Maduro vince le elezioni del 2013 per un soffio e una ammissione che diventerà una minaccia: “Sono figlio di Chávez, ma non sono Chávez”. In una manciata di anni – dalla reggia presidenziale di Palazzo Miraflores – reprime ogni dissenso “con le buone o con le cattive” come dichiara nei suoi lunghissimi sermoni che la televisione nazionale ritrasmette. Esautora il Parlamento nel 2017. Nomina i giudici della Corte Suprema che lavorano al suo servizio. Sopravvive a un tentativo di omicidio. Minacciato dagli Usa, si lega sempre di più alla Russia con accordi militari e ai generosi prestiti della Cina. Apre alla Turchia e all’Iran. Oltre all’esercito, gli protegge le spalle la moglie Cilia Flores, avvocato penalista, parlamentare, sospettata a suo tempo di narcotraffico, titolare di molto potere, dura di carattere: “Cilia ti ama o ti odia, non fa negoziati”.
Per tre elezioni di seguito, la coppia presidenziale resiste a forza
di brogli. Al suo primo mandato, Trump prova a buttare Maduro giù dalla torre, appoggiando il giovano deputato liberal Juan Guaidó che il 23 gennaio 2019 si autoproclama presidente. Tranne l’Italia che nicchia, lo sostengono apertamente l’Europa, gran parte dell’Occidente e del Sud America. Maduro reagisce: “Non torneremo al Ventesimo secolo dei gringos e dei colpi di Stato. Io sono il solo presidente legittimo”.
È sempre più vero il contrario, visto che all’ultimo giro elettorale, luglio 2024, ha oscurato i risultati, limitandosi a dichiarare di aver vinto.

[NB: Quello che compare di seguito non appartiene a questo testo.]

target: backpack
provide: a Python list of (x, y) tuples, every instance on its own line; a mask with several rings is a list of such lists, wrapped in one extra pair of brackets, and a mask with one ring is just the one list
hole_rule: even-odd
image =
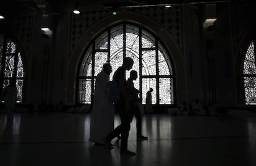
[(108, 98), (113, 102), (116, 102), (120, 99), (119, 87), (118, 83), (112, 80), (108, 83)]

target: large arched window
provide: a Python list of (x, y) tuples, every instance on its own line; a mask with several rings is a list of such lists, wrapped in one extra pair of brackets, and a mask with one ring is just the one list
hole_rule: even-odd
[(246, 51), (244, 62), (244, 83), (246, 105), (256, 104), (255, 41), (252, 41)]
[[(111, 80), (125, 57), (134, 60), (132, 70), (139, 73), (134, 85), (140, 91), (143, 103), (145, 102), (147, 91), (152, 88), (153, 104), (174, 104), (174, 77), (169, 55), (153, 35), (129, 23), (107, 30), (93, 40), (87, 50), (79, 71), (79, 103), (92, 102), (95, 78), (103, 64), (109, 62), (111, 65)], [(129, 76), (129, 72), (127, 72), (126, 78)]]
[(6, 36), (0, 34), (0, 90), (9, 85), (11, 78), (16, 80), (17, 102), (22, 101), (23, 67), (16, 44)]

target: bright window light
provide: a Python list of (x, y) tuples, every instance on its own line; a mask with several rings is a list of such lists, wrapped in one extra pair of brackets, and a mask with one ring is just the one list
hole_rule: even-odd
[(73, 13), (74, 13), (75, 14), (80, 14), (80, 11), (79, 10), (74, 10), (73, 11)]
[(206, 25), (213, 25), (216, 20), (217, 19), (205, 19), (205, 23)]

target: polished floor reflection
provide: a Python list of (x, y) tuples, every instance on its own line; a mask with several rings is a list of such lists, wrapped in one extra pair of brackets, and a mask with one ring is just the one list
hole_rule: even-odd
[(0, 114), (0, 165), (256, 165), (255, 115), (145, 115), (149, 139), (136, 140), (134, 118), (128, 148), (137, 155), (124, 157), (116, 139), (111, 150), (88, 141), (90, 114)]

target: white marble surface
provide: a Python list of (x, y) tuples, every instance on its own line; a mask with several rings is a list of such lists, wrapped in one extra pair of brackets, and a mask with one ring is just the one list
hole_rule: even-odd
[[(256, 117), (189, 117), (145, 115), (137, 141), (131, 124), (129, 149), (88, 141), (90, 114), (0, 114), (0, 165), (256, 165)], [(115, 117), (115, 126), (120, 123)]]

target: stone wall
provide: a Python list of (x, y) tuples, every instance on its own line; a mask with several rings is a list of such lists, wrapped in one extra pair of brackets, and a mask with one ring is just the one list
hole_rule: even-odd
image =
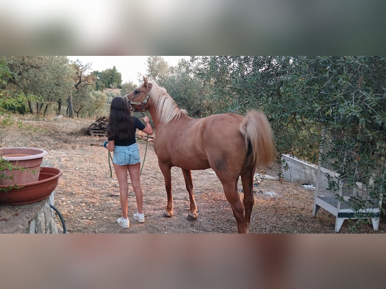
[(50, 199), (25, 205), (0, 205), (0, 233), (57, 234)]

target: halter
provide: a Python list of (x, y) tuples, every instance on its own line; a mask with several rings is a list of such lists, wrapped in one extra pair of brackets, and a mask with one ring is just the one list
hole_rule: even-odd
[(127, 98), (127, 96), (128, 95), (126, 94), (123, 97), (123, 98), (126, 100), (126, 101), (127, 101), (128, 103), (128, 106), (130, 107), (130, 108), (132, 109), (132, 110), (133, 111), (137, 111), (133, 106), (132, 106), (132, 105), (141, 105), (142, 106), (142, 112), (145, 112), (146, 111), (145, 109), (145, 106), (144, 106), (145, 104), (146, 104), (148, 103), (148, 100), (149, 100), (149, 98), (150, 97), (150, 96), (148, 94), (146, 95), (146, 97), (145, 98), (145, 99), (141, 102), (137, 102), (136, 101), (131, 101), (129, 100), (128, 98)]

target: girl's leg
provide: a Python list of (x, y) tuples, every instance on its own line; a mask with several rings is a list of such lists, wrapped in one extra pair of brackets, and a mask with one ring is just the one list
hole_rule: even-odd
[(122, 216), (124, 219), (127, 219), (128, 165), (120, 166), (116, 164), (113, 164), (113, 165), (116, 178), (118, 179), (118, 184), (119, 185), (119, 198), (120, 206), (122, 208)]
[(137, 200), (138, 212), (143, 213), (143, 196), (142, 195), (142, 189), (141, 188), (140, 180), (140, 172), (141, 163), (138, 163), (135, 165), (128, 165), (128, 173), (130, 175), (130, 179), (132, 181), (133, 189), (136, 193), (136, 200)]

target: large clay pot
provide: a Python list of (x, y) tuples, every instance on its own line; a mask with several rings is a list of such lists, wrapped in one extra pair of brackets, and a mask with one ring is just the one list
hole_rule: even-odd
[(60, 169), (42, 167), (36, 182), (18, 185), (18, 188), (11, 189), (8, 189), (8, 186), (0, 185), (0, 204), (22, 205), (48, 198), (56, 187), (62, 172)]
[(43, 157), (48, 154), (41, 149), (0, 148), (1, 157), (17, 167), (0, 172), (3, 175), (0, 177), (0, 185), (14, 185), (37, 181)]

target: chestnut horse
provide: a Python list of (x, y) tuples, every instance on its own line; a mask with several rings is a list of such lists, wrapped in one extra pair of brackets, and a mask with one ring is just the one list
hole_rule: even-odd
[[(173, 215), (171, 167), (182, 169), (190, 203), (190, 221), (197, 218), (191, 170), (212, 168), (232, 207), (238, 233), (248, 233), (255, 170), (258, 165), (269, 164), (274, 154), (271, 126), (264, 115), (251, 110), (245, 117), (224, 113), (193, 118), (178, 108), (164, 88), (145, 77), (138, 88), (123, 97), (132, 109), (149, 111), (153, 119), (157, 134), (154, 152), (167, 194), (165, 216)], [(240, 176), (242, 202), (237, 190)]]

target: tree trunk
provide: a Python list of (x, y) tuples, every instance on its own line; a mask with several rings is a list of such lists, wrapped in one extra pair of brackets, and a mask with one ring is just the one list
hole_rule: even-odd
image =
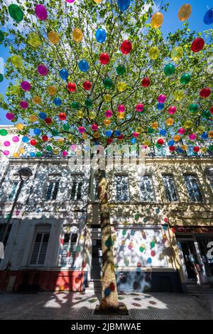
[(99, 200), (102, 228), (102, 296), (101, 310), (119, 309), (117, 286), (114, 272), (111, 231), (108, 205), (108, 181), (105, 171), (99, 173)]

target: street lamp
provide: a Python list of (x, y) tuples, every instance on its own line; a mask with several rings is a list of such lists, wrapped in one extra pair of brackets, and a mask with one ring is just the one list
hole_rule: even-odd
[(18, 175), (19, 175), (19, 178), (21, 179), (21, 182), (20, 182), (20, 185), (19, 185), (18, 191), (17, 191), (16, 195), (16, 198), (15, 198), (9, 216), (7, 219), (6, 225), (5, 227), (5, 230), (4, 230), (4, 234), (3, 234), (2, 239), (1, 240), (1, 242), (3, 244), (4, 242), (4, 239), (5, 239), (5, 237), (6, 237), (6, 233), (8, 232), (9, 227), (9, 224), (10, 224), (10, 222), (12, 219), (13, 211), (14, 211), (15, 207), (16, 205), (16, 203), (17, 203), (18, 196), (20, 195), (21, 190), (22, 189), (23, 183), (28, 181), (30, 177), (32, 176), (33, 173), (32, 173), (32, 171), (31, 170), (31, 168), (29, 168), (28, 167), (23, 167), (23, 168), (21, 168), (18, 171)]

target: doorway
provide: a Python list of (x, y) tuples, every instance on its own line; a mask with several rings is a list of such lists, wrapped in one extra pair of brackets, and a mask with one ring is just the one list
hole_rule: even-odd
[(92, 239), (92, 267), (91, 279), (92, 281), (101, 279), (102, 274), (102, 239)]

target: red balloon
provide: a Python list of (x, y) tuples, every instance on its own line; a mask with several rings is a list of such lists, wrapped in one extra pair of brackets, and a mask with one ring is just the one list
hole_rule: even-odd
[(108, 53), (106, 53), (105, 52), (101, 53), (99, 56), (99, 62), (102, 65), (108, 64), (109, 62), (109, 55), (108, 55)]
[(148, 87), (150, 85), (150, 80), (148, 77), (143, 77), (141, 82), (142, 87)]
[(92, 83), (90, 82), (90, 81), (87, 80), (87, 81), (84, 81), (84, 82), (83, 83), (83, 87), (86, 90), (90, 90), (91, 87), (92, 87)]
[(128, 55), (132, 50), (132, 44), (130, 41), (126, 39), (121, 45), (121, 51), (124, 55)]
[(51, 117), (46, 117), (45, 118), (45, 122), (47, 123), (47, 124), (50, 124), (52, 123)]
[(33, 146), (34, 146), (35, 145), (36, 145), (37, 141), (36, 141), (36, 139), (31, 139), (30, 143), (31, 143), (31, 145), (33, 145)]
[(212, 91), (210, 88), (209, 88), (208, 87), (205, 87), (204, 88), (202, 88), (200, 90), (200, 95), (201, 96), (201, 97), (208, 97), (210, 95), (211, 92)]
[(67, 89), (70, 92), (75, 92), (76, 90), (76, 85), (75, 82), (68, 82), (67, 83)]
[(67, 118), (67, 115), (65, 112), (60, 112), (58, 115), (58, 117), (61, 121), (65, 121)]
[(158, 145), (163, 145), (163, 143), (164, 143), (164, 140), (163, 140), (163, 139), (158, 139)]
[(202, 50), (204, 45), (204, 41), (201, 37), (197, 37), (193, 41), (192, 44), (191, 45), (192, 51), (193, 52), (199, 52)]
[(48, 136), (46, 136), (45, 134), (44, 134), (43, 136), (42, 136), (41, 139), (42, 139), (42, 140), (43, 140), (43, 141), (48, 141)]

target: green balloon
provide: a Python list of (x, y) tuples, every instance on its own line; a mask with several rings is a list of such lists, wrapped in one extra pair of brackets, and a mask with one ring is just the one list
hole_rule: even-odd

Sparito Guaidó, Trump ci ha appena riprovato con Maria Corina Machado, esponente dell’ultra-destra, che vive clandestina, minacciata da Maduro, protetta dalla Cia. Anche lei si prepara alla guerra, questa volta innalzando il premio Nobel per la Pace che ha appena incassato, grazie a uno di quei giochi di prestigio di cui si nutre la geopolitica. E promette: “La transizione è già iniziata”. Armi, finzioni e propaganda stanno apparecchiando la tavola dell’ultima cena. Il destino del Venezuela è di nuovo in gioco e non sarà Maduro a giocare.